同研究では、まず環境ストレスに対するTRPV1の反応を確認した。まず、環境ストレスとしてPM2.5とUVBを用い、それらをヒト摘出皮膚に曝露したあとの培養液をTRPV1に処理したところ、TRPV1が活性化しやすくなることが分かった(図1)。
次に、PM2.5とUVBをケラチノサイトに対して処理をした結果、神経伸長につながる因子の変化が確認された(図2)。
これらの結果から、環境ストレスによって皮膚内でTRPV1を活性化する物質が産生され、さらにTRPチャネルを有する神経が伸長することによって、皮膚が過敏な肌状態になる可能性が示唆された。
続いて過敏な肌状態でも使用できるスキンケア開発を目指し、TRPV1活性を抑制する成分探索を行った。
TRPV1を安定的に発現する細胞株を樹立し、同時に約100種のサンプルを高感度かつ高速で測定できる評価系(ハイスループットスクリーニング)を構築した。この評価系を用いて、天然由来化合物約2700種類を対象としたスクリーニングを実施した結果、特定の成分が含まれたカミツレ(Chamomilla recutita)エキスにTRPV1の活性を抑制する作用がある可能性を見いだした。
さらに、カルシウムイメージング法※1やパッチクランプ法※2を用いた解析によりTRPV1の活性を安定的に抑制することを細胞レベルで確認した(図3)。
※1:TRPチャネルが開いて細胞に入ってくるカルシウムを蛍光で光らせ、細胞の蛍光の強さを画像で記録する、TRPチャネルの活性を間接的に測る手法
※2:微細な電極を細胞膜に当ててチャネルを通るイオンの流れによる電流を測定することで、TRPチャネルの活性を直接的に測る手法
TRPV1活性化剤による不快刺激に対して、感受性の高い被験者を選定し、TRPV1活性化剤と特定の成分が含まれたカミツレエキスを配合したモデルローションを塗布したところ、カミツレエキスを含まない場合と比較し、TRPV1活性化剤による不快刺激が有意に低下した(図4)。これにより、同成分がヒトにおいてもTRPV1アンタゴニスト※3として作用することが確認できた。

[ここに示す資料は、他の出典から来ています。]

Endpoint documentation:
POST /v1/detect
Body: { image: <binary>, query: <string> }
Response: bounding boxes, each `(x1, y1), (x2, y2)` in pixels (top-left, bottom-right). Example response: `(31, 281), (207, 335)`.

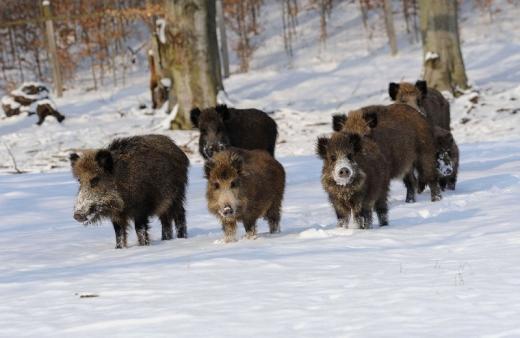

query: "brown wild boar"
(70, 135), (189, 249)
(316, 132), (390, 229)
(332, 104), (441, 203)
(204, 148), (285, 242)
(388, 80), (450, 130)
(190, 105), (278, 160)
(434, 127), (459, 190)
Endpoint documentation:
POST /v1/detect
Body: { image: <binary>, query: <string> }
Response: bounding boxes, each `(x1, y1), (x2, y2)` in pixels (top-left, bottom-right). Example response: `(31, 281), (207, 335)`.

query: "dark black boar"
(316, 132), (390, 229)
(388, 81), (450, 130)
(70, 135), (189, 248)
(190, 105), (278, 159)
(204, 148), (285, 242)
(332, 104), (441, 203)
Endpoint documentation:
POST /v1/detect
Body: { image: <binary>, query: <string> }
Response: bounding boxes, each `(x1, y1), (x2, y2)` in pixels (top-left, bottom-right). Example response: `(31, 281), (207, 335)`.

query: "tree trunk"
(159, 0), (223, 129)
(383, 0), (397, 55)
(419, 0), (468, 94)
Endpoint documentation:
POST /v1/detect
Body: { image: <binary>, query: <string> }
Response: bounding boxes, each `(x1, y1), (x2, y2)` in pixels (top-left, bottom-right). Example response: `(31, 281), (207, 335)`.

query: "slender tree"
(383, 0), (397, 55)
(419, 0), (468, 94)
(159, 0), (223, 129)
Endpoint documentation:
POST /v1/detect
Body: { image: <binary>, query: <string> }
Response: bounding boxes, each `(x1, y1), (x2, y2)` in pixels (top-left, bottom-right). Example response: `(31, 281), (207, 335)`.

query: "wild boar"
(204, 148), (285, 242)
(190, 105), (278, 160)
(316, 132), (390, 229)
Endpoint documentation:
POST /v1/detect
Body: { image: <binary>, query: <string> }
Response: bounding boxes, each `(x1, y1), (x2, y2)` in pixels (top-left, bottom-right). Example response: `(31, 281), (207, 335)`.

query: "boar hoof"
(432, 195), (442, 202)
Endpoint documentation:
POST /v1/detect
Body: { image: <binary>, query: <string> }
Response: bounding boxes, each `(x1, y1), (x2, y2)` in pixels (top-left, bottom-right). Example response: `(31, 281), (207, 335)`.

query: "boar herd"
(70, 81), (459, 248)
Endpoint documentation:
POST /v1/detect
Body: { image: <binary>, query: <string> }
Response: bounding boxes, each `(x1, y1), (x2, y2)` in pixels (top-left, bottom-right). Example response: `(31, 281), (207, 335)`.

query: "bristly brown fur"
(336, 104), (440, 202)
(388, 81), (450, 130)
(70, 135), (189, 248)
(316, 132), (390, 228)
(205, 148), (285, 242)
(190, 105), (278, 159)
(434, 127), (459, 190)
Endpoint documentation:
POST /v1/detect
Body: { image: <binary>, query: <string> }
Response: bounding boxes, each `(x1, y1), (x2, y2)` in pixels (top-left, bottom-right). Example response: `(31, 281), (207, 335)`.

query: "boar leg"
(329, 195), (352, 228)
(417, 151), (442, 202)
(265, 202), (281, 234)
(222, 220), (237, 243)
(244, 219), (256, 239)
(112, 220), (128, 249)
(354, 206), (372, 229)
(135, 217), (150, 245)
(172, 203), (188, 238)
(403, 172), (417, 203)
(439, 177), (448, 191)
(159, 212), (173, 241)
(375, 195), (388, 227)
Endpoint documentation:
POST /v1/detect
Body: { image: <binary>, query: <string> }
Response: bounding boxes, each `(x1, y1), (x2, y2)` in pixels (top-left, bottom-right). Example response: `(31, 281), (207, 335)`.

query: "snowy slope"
(0, 142), (520, 337)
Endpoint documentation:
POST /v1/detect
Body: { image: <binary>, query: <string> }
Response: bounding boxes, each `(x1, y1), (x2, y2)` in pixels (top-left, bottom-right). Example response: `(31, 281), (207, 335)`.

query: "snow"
(0, 142), (520, 337)
(0, 1), (520, 337)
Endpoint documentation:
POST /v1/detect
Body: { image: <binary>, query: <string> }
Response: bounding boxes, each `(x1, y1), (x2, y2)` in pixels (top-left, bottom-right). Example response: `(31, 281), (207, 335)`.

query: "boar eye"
(90, 177), (99, 188)
(231, 180), (240, 189)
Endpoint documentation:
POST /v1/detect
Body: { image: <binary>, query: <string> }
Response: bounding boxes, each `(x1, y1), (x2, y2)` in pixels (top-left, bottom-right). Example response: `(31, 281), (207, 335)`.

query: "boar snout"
(338, 167), (350, 178)
(74, 211), (87, 223)
(220, 205), (235, 217)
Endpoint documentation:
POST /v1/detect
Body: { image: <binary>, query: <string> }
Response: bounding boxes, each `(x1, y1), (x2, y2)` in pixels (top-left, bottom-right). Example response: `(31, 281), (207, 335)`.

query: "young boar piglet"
(434, 127), (459, 190)
(190, 105), (278, 160)
(316, 132), (390, 229)
(204, 148), (285, 242)
(70, 135), (189, 249)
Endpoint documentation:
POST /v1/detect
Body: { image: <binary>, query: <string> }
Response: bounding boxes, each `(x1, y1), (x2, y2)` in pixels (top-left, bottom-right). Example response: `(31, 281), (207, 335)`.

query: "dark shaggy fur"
(434, 127), (459, 190)
(70, 135), (189, 248)
(36, 104), (65, 125)
(388, 81), (450, 130)
(333, 104), (441, 202)
(190, 105), (278, 159)
(204, 148), (285, 242)
(316, 132), (390, 229)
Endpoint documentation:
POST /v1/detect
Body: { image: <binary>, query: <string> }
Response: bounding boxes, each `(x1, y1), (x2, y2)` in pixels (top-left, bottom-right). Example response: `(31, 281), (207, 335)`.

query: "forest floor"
(0, 1), (520, 337)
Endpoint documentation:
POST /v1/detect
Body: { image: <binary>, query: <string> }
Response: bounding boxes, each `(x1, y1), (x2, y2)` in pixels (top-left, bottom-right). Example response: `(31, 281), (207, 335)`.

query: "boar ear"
(215, 104), (229, 121)
(231, 153), (244, 174)
(96, 150), (114, 173)
(332, 114), (347, 131)
(204, 159), (215, 178)
(348, 134), (361, 153)
(69, 153), (79, 166)
(415, 80), (428, 97)
(363, 111), (377, 129)
(316, 137), (330, 160)
(190, 107), (201, 128)
(388, 82), (399, 101)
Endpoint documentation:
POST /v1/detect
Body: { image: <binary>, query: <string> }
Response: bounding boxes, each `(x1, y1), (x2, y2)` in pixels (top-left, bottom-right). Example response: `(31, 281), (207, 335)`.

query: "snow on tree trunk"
(159, 0), (223, 129)
(419, 0), (468, 94)
(383, 0), (397, 55)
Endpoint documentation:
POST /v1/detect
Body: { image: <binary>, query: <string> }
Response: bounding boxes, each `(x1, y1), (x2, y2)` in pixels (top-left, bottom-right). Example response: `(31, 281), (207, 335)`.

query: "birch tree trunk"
(383, 0), (397, 55)
(159, 0), (223, 129)
(419, 0), (468, 94)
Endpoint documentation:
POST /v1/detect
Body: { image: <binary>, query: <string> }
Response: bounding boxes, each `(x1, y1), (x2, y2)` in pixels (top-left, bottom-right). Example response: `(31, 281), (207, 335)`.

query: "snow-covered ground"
(0, 142), (520, 337)
(0, 0), (520, 337)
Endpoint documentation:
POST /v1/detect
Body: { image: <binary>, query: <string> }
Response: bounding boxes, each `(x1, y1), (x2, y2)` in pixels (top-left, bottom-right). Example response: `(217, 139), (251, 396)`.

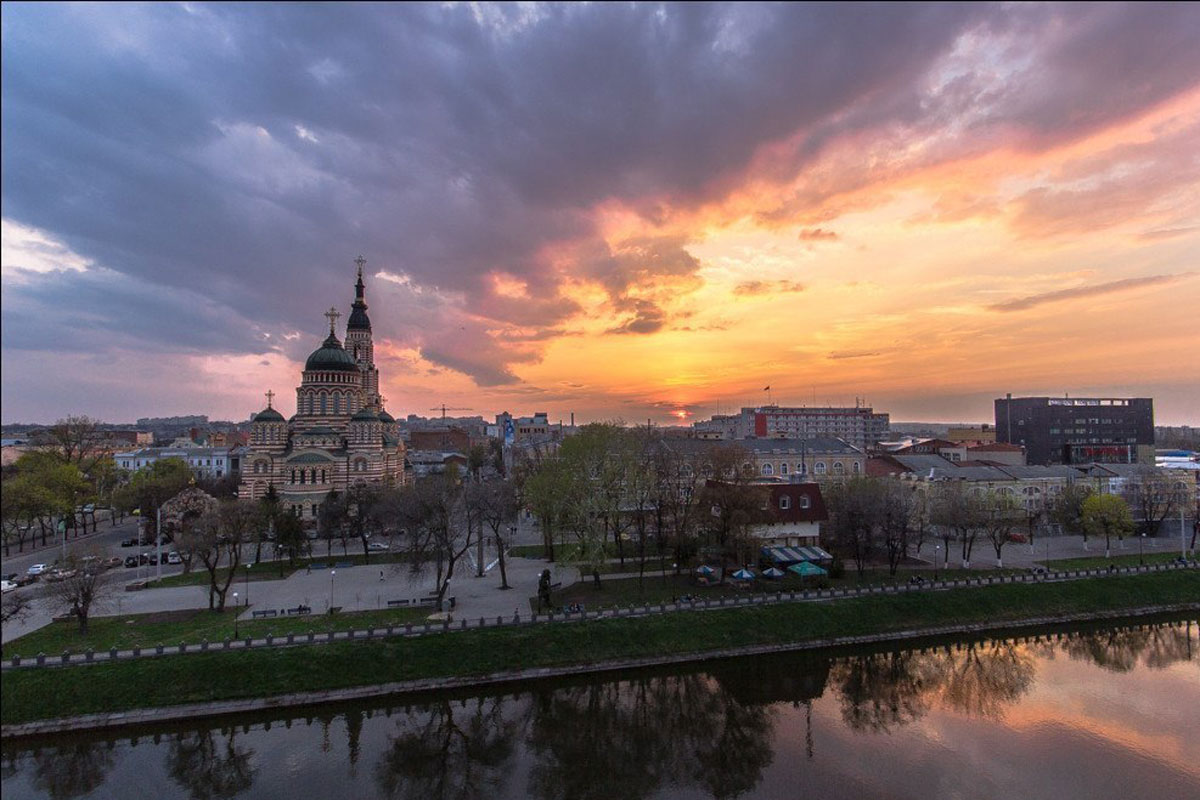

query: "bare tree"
(47, 416), (101, 473)
(982, 491), (1025, 569)
(1082, 494), (1133, 558)
(176, 500), (258, 612)
(1121, 465), (1187, 540)
(402, 469), (474, 610)
(880, 481), (918, 578)
(476, 480), (517, 589)
(930, 481), (984, 570)
(827, 477), (887, 578)
(44, 554), (115, 634)
(0, 591), (32, 625)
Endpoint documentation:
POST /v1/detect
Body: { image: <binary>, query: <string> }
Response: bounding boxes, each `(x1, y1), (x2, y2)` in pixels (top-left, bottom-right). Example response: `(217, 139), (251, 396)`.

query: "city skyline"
(0, 4), (1200, 425)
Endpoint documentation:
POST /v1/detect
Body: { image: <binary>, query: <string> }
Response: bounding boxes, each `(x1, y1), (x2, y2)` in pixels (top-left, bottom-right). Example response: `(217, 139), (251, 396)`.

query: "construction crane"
(430, 403), (470, 420)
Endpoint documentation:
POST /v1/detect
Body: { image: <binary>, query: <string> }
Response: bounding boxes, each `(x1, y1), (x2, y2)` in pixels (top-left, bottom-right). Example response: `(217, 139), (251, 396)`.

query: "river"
(2, 619), (1200, 800)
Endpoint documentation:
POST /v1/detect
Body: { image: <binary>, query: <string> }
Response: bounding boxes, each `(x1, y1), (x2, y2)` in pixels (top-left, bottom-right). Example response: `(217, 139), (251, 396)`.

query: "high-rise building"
(996, 395), (1154, 464)
(738, 405), (890, 450)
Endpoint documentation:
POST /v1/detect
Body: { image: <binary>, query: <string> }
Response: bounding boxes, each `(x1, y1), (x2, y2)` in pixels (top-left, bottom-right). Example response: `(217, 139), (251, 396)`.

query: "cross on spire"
(325, 306), (342, 336)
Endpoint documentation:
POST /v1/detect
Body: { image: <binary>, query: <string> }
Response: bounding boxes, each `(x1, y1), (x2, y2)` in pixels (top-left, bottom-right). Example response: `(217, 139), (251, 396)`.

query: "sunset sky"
(0, 2), (1200, 425)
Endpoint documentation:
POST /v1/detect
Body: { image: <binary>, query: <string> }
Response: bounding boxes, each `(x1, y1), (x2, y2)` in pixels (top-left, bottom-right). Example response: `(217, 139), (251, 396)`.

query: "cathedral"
(239, 255), (404, 522)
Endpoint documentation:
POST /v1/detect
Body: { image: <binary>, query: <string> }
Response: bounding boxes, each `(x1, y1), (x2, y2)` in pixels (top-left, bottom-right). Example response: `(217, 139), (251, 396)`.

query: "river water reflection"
(2, 620), (1200, 800)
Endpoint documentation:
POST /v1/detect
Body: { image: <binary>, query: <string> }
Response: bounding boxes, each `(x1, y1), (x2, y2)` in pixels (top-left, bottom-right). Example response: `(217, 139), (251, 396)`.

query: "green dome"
(304, 333), (359, 372)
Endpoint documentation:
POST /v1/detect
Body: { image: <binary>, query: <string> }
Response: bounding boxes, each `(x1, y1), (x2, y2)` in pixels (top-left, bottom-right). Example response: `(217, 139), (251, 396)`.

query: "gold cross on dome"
(325, 306), (342, 336)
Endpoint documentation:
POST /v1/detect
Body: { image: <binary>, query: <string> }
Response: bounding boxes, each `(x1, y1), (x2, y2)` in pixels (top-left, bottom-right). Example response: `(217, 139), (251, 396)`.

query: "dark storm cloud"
(0, 4), (1200, 384)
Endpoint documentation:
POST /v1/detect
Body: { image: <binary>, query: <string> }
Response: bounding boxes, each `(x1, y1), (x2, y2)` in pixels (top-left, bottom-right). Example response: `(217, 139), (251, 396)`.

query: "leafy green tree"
(113, 458), (192, 536)
(522, 456), (572, 561)
(698, 445), (766, 579)
(1046, 483), (1092, 537)
(1080, 494), (1133, 558)
(930, 481), (988, 570)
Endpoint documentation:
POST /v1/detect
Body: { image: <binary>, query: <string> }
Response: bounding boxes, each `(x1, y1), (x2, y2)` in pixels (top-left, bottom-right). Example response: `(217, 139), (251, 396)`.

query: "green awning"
(787, 561), (829, 578)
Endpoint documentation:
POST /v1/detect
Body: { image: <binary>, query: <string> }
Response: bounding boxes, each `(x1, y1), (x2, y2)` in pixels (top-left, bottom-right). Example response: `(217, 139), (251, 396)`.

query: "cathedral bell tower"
(346, 255), (380, 409)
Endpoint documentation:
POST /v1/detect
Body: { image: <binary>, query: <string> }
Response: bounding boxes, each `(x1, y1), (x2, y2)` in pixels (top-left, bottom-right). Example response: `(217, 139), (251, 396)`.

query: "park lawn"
(0, 571), (1200, 724)
(1043, 554), (1180, 570)
(2, 608), (433, 658)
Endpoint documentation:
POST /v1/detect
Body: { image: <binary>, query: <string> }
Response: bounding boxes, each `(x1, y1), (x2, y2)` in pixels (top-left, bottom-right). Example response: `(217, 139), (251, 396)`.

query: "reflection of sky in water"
(4, 624), (1200, 800)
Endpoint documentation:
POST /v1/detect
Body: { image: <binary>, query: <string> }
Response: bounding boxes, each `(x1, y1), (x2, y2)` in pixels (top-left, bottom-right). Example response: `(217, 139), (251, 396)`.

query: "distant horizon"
(0, 2), (1200, 425)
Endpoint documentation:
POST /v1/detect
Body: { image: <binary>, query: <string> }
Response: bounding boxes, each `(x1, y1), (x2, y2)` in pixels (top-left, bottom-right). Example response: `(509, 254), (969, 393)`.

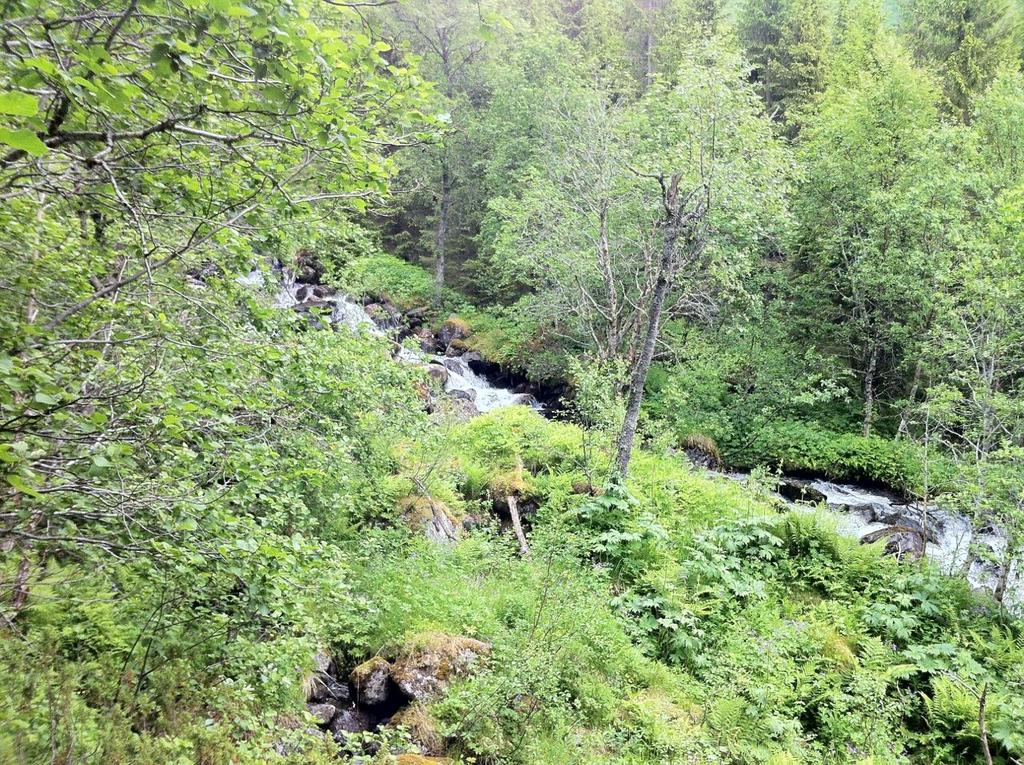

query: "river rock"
(306, 704), (338, 725)
(437, 316), (469, 349)
(398, 497), (459, 544)
(413, 327), (437, 353)
(295, 250), (324, 285)
(348, 656), (391, 705)
(427, 364), (449, 385)
(391, 633), (490, 702)
(309, 672), (351, 707)
(328, 707), (374, 743)
(449, 388), (476, 402)
(860, 525), (926, 558)
(364, 302), (402, 331)
(776, 478), (826, 504)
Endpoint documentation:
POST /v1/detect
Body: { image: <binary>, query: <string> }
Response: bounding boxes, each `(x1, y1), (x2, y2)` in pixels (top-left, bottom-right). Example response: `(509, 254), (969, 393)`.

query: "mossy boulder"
(398, 496), (461, 543)
(437, 316), (470, 348)
(348, 656), (391, 705)
(391, 632), (490, 702)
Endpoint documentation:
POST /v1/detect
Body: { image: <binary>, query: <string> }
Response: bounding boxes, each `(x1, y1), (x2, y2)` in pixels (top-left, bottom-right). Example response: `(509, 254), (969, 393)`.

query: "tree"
(797, 43), (959, 434)
(901, 0), (1024, 122)
(737, 0), (830, 121)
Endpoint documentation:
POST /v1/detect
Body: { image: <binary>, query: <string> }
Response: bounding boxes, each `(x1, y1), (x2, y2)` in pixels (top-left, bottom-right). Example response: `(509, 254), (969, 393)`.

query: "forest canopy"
(0, 0), (1024, 765)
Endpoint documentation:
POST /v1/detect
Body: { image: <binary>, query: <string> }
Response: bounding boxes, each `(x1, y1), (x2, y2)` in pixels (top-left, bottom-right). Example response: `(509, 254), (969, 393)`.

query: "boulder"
(398, 497), (459, 543)
(449, 388), (476, 402)
(309, 672), (351, 707)
(306, 704), (338, 725)
(437, 316), (469, 348)
(514, 393), (541, 409)
(777, 478), (825, 505)
(427, 364), (449, 385)
(364, 302), (402, 331)
(295, 250), (324, 285)
(391, 633), (490, 702)
(683, 433), (722, 470)
(348, 656), (391, 705)
(860, 525), (927, 559)
(328, 707), (374, 743)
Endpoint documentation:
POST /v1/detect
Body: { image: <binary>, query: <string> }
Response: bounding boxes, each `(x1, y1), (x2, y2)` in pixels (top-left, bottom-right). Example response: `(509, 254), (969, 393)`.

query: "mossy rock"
(348, 656), (391, 704)
(398, 495), (462, 543)
(391, 632), (490, 702)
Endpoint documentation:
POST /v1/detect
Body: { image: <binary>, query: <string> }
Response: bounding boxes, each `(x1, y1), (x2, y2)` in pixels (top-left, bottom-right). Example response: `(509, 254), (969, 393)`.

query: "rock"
(328, 707), (374, 743)
(427, 364), (449, 385)
(514, 393), (541, 408)
(860, 525), (926, 558)
(364, 302), (402, 331)
(413, 327), (437, 353)
(398, 497), (459, 544)
(391, 633), (490, 702)
(309, 672), (351, 707)
(306, 704), (338, 725)
(295, 250), (324, 285)
(348, 656), (391, 705)
(437, 316), (469, 348)
(683, 433), (722, 470)
(313, 648), (334, 675)
(777, 478), (825, 504)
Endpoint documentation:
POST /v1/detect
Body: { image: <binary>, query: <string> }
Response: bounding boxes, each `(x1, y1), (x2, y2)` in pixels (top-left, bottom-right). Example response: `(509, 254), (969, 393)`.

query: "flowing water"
(727, 473), (1024, 611)
(238, 263), (542, 414)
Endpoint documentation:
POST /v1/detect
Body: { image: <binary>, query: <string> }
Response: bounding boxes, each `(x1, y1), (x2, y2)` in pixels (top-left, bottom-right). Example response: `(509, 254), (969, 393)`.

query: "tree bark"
(508, 494), (529, 555)
(978, 683), (992, 765)
(434, 157), (452, 307)
(615, 222), (679, 478)
(864, 342), (879, 436)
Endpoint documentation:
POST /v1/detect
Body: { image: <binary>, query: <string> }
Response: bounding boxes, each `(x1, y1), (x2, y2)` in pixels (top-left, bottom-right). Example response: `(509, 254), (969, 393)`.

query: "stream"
(238, 263), (1024, 612)
(724, 472), (1024, 612)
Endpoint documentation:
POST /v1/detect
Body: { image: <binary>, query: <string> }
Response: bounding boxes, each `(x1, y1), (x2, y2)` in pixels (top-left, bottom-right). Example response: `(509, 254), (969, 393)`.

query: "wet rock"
(328, 707), (374, 743)
(365, 302), (402, 331)
(306, 704), (338, 725)
(437, 316), (469, 349)
(427, 364), (449, 385)
(683, 433), (722, 470)
(413, 327), (437, 353)
(860, 525), (926, 559)
(449, 388), (476, 402)
(398, 497), (459, 544)
(348, 656), (391, 705)
(777, 478), (826, 504)
(309, 672), (351, 707)
(295, 250), (324, 285)
(391, 633), (490, 702)
(513, 393), (541, 409)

さらに敏感肌での連用による特定の成分が含まれたカミツレエキスの効果を確認した。まず、化粧品の刺激感受性を評価する方法として広く用いられる乳酸刺激テストにより敏感肌の被験者を選定し、特定の成分が含まれたカミツレエキスを配合したローションを8週間連用してもらったところ、刺激感に対する感受性が低下することが確認された(図5)。
※3:ある受容体の働きを妨げる物質。ここでは、TRPV1の過剰な反応を抑える成分を指す
これらの結果から、特定の成分が含まれたカミツレエキスが敏感肌の刺激感軽減に有効であることが示された。
同研究は、環境ストレスがTRPV1を介して敏感肌を悪化させるメカニズムを解明するとともに、特定の成分が含まれたカミツレエキスが敏感肌の改善に有効であることを実証した。これにより快適な使用感を提供する新しいスキンケア開発が可能となる。